Após o "Corta!", Lithgow se retirou rumo ao camarim, enquanto chegava do escuro das árvores outro homem idêntico a ele. O dublê era certamente muito mais novo, porém arrumado em roupas e maquiagem idênticos. De qualquer modo, no escuro, a diferença seria imperceptível. O sósia seria responsável pela cena fisicamente exigente em que os dois homens escalam o monte rumo ao cemitério escondido.
Com cabos presos ao corpo, a equipe garantiu a segurança do profissional caso escorregasse - mas sem problemas: o cabo seria retirado digitalmente na pós-produção. Clarke retomou as falas e caminhadas entre as árvores, para ajudar os editores, mas desta vez completou a cena com a subida junto do dublê. Em cada momento de pausa, um dos atores vinha até os jornalistas para responder a perguntas e tirar dúvidas.
"Eles vão repetir a escalada mais umas dez vezes. É melhor a gente ver a casa incendiada", precisou o nosso guia. De volta aos carrinhos de golfe, seguimos durante vários minutos por outra área sombria do bosque, até finalmente avistar algumas casas. Uma delas, em particular, estava em obras, com meia dúzia de marceneiros trabalhando em plena madrugada.
Logo descobrimos que aquela casa tinha sido usada para uma cena de incêndio. A equipe não ateou fogo de fato à casa - tudo seria acrescentado depois, com efeitos especiais - mas foi necessário sujar uma casa real com fumaça e fuligem, danificar parte da estrutura e descascar as paredes para sugerir a destruição.
Os produtores tiveram a sorte de encontrar uma casa já em estado de abandono, cujos donos planejavam uma reforma. Surgiu um acordo conveniente a ambos: os proprietários deixariam a equipe explorar e modificar a casa como quisesse, contanto que depois efetuasse toda a reforma e devolvesse uma casa nova. Terminada a filmagem naquele local, a reconstrução já estava em andamento.
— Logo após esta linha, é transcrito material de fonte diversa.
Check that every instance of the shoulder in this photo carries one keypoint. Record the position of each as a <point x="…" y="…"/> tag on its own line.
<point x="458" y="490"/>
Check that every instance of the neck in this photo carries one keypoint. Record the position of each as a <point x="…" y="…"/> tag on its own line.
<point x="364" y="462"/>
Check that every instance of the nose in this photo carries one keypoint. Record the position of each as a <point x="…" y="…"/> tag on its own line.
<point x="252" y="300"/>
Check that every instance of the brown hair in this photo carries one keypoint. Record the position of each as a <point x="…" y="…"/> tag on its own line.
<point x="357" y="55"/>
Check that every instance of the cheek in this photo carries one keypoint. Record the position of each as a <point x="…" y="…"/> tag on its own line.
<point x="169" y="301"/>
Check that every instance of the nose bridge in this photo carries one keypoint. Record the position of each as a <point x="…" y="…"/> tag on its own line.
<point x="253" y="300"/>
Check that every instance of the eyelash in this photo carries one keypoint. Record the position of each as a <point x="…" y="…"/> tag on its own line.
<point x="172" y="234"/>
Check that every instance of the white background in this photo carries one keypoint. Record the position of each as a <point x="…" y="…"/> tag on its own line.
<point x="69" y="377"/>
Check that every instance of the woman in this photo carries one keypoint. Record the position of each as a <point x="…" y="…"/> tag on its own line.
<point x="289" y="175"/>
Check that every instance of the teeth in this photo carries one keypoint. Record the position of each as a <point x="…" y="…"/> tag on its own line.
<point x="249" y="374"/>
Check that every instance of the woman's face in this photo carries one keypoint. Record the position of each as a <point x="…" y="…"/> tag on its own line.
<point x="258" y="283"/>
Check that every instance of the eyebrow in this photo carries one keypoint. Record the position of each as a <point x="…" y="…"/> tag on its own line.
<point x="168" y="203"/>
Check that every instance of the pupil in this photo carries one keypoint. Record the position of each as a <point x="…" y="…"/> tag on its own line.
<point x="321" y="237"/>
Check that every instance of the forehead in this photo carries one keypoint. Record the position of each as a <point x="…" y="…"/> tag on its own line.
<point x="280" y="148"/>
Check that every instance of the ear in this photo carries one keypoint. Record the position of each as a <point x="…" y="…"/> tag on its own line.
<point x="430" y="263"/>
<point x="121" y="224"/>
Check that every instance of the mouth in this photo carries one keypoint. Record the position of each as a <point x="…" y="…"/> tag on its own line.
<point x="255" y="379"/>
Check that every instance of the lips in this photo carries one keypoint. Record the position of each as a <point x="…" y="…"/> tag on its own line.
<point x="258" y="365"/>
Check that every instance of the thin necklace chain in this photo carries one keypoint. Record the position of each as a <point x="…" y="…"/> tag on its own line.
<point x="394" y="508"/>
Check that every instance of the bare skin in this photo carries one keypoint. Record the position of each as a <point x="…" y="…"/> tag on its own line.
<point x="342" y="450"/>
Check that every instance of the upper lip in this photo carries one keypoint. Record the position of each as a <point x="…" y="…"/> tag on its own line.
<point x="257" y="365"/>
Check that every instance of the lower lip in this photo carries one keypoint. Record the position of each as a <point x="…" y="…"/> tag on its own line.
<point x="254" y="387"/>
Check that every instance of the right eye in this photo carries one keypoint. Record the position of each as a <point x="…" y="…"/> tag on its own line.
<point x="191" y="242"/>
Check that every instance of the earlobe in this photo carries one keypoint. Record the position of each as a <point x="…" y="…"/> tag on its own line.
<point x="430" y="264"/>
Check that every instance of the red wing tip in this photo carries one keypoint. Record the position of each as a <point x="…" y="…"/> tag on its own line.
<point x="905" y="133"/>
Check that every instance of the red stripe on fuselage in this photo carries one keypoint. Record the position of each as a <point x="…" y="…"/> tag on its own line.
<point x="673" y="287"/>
Era talvez duas horas da manhã quando o grupo de jornalistas deixou do local. Permanecemos várias horas seguidas perdidos entre uma infinidade de cabos, máquinas, cadeiras armadas e luzes artificiais, cercado por mais de 50 técnicos, para observar uma filmagem que deve representar menos de um minuto no resultado final - prova do esforço necessário a produzir uma história desse porte, com imagens e efeitos capazes de impressionar o público.
Em breve, o AdoroCinema publicará a conversa com os atores e diretores. Mas a experiência de testemunhar um espaço deste porte, totalmente transformado para a necessidade de um filme de terror, com atenção a cada detalhe do suspense e da ambientação - as lápides, os nomes de animais mortos, o gelo seco - serviram para ilustrar a magnitude da indústria de arte, que mobiliza tantos empregos e tantas cabeças criativas ao mesmo tempo.
Além disso, a viagem serviu de teaser para a nova versão, com efeitos modernos e uma forma de filmar adaptada ao século XXI. Os fãs de Stephen King, e de terror em geral, agradecem. Cemitério Maldito chega aos cinemas brasileiros dia 4 de abril.